Symbolic and Scenario-Based CFs

CFs can be defined as symbolic expressions:

{
    "value": "GWP('CH4', H, C_CH4)"
}

Where variables (H, C_CH4) are evaluated per scenario or year.

This enables prospective LCIA consistent with IAM or RCP scenarios.

Uncertainty Modeling

edges supports multiple uncertainty types:

  • normal, lognormal, triangular, uniform

  • discrete_empirical (e.g. basin-based CFs)

  • Nested uncertainty: e.g., a distribution selected per region, with per-basin variability

Monte Carlo draws are supported directly via CF definitions and sampling logic.

Technosphere CFs

Beyond biosphere flows, edges can characterize technosphere exchanges — for instance, country-to-country commodity flows (e.g., GeoPolRisk). This adds relational, supply-chain-sensitive impact modeling.

Life Cycle Costing (LCC)

In addition to environmental impact assessment, the edges framework supports life cycle costing (LCC) through the CostLCIA class. This allows the user to apply cost-based characterization factors to LCI exchanges, using the same regionalization and parametrization logic available for environmental LCIA.

Cost data can be:

  • Fixed (e.g., per unit cost in a specific currency)

  • Parameterized (e.g., price = base_price * inflation_factor)

  • Scenario-dependent (e.g., modeled price paths from IAMs or forecasts)

  • Uncertain (e.g., cost ranges or distributions used in Monte Carlo)

The core LCC workflow mirrors LCIA:

  1. Compute the inventory with lci()

  2. Match exchanges with cost factors via map_exchanges() (and mapping steps)

  3. Evaluate symbolic costs via evaluate_cfs()

  4. Compute the total life cycle cost using lcia()

  5. Export detailed cost breakdowns via generate_cf_table()

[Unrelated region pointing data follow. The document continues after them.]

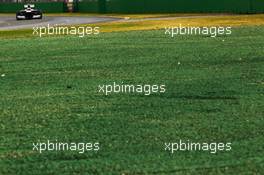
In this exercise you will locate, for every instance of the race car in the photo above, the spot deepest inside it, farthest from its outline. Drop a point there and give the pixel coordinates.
(29, 13)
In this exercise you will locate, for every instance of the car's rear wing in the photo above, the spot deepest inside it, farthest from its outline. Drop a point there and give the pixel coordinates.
(29, 6)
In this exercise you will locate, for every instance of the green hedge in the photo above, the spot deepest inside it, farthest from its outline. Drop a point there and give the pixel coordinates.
(185, 6)
(46, 7)
(148, 6)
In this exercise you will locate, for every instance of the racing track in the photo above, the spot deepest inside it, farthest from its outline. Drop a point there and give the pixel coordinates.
(10, 23)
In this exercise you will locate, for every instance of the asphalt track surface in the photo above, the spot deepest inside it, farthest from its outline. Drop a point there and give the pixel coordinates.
(10, 22)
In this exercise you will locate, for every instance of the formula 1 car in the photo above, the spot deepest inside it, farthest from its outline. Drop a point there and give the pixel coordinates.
(29, 13)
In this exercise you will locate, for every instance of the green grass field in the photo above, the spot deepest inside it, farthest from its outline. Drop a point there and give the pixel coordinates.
(215, 94)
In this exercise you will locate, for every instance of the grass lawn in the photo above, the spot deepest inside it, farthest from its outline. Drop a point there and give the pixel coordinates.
(214, 95)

This allows integrated techno-economic and environmental modeling under consistent spatial, structural, and scenario assumptions.

Example:

import bw2data
from edges import CostLCIA

bw2data.projects.set_current("some project")
act = bw2data.Database("some db").random()

lcia = CostLCIA(
    method=("LCC 1.0", "2023"),
    demand={act: 1}
)

lcia.lci()
lcia.map_exchanges()
lcia.evaluate_cfs()
lcia.lcia()
df = lcia.generate_cf_table()
print(df.head())

Summary

By resolving CFs at the level of exchanges, edges:

  • Enables context-aware LCIA without full GIS dependency

  • Supports regionalized, relational, and prospective modeling

  • Keeps logic transparent, reproducible, and extendable via JSON and symbolic expressions

This makes edges ideal for advanced LCIA applications where geography, classification, and policy scenarios all matter.